The Yiddish Hour radio program on Sundays with Weinberg was good. It advertised the Yiddish Theater. The program was live and not recorded. Some of the stars that performed at Littman’s Theater appeared on the show too. They sang Yiddish songs, but they also sang some in English too. 

About 1930 I moved from 12th Street to Dexter and didn’t go back to the theater much. But I did see the previews of the shows in “The Forward” newspaper.

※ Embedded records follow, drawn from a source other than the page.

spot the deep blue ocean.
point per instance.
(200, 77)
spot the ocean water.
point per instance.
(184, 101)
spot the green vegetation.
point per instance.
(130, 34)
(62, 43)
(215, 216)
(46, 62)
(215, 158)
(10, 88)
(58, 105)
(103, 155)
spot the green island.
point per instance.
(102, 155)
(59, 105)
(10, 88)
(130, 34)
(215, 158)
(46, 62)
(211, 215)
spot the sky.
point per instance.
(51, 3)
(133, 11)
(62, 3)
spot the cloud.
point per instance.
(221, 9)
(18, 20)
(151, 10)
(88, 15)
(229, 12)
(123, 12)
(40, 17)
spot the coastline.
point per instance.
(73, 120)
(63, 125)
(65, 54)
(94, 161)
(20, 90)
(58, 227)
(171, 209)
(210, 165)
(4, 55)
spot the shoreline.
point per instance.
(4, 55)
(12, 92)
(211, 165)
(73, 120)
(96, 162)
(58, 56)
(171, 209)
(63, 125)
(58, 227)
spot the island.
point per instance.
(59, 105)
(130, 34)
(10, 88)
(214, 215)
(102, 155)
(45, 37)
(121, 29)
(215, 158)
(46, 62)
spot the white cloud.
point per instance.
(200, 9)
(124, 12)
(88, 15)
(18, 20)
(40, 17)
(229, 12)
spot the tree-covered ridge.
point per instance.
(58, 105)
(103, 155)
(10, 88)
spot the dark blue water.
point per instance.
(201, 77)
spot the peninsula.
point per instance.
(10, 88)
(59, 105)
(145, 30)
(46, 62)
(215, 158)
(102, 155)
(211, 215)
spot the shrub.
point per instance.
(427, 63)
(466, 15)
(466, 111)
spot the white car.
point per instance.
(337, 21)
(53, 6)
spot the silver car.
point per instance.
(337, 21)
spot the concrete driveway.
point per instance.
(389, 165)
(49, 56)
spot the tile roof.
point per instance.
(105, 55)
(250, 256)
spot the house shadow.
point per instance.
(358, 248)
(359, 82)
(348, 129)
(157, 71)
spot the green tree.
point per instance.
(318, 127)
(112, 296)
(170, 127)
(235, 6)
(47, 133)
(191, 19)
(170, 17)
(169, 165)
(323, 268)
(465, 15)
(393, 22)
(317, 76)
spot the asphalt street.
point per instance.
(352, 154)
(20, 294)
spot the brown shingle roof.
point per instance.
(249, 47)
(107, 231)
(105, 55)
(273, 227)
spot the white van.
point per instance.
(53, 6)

 In 1934 I went to work at Sam’s. It was there I saw the girl who I was going to marry. She was on roller skates, and I told my mother “I’m going to marry that girl.” I took her dancing under the stars. On 8 Mile Road and Gratiot there was a place called Eastwood Gardens. We danced under the stars. Rudy Vallee and Tommy Dorsey played there. On the other side of town was Westwood. It was on 7 Mile Road and Grand River. Again, we danced under the stars to music, this time by Woody Herman. We also dance at Walled Lake.

In 1939 I went to the World’s Fair in New York with a cousin of mine. I came back with an engagement ring and the love of my life, Norma Fisher, said “Yes.” We were married on the top floor of the Macabees Building in Detroit. The family cooked chickens and Cantor Mogil sang. All my friends were in the wedding party.  Norma and I were married for fifty-two years!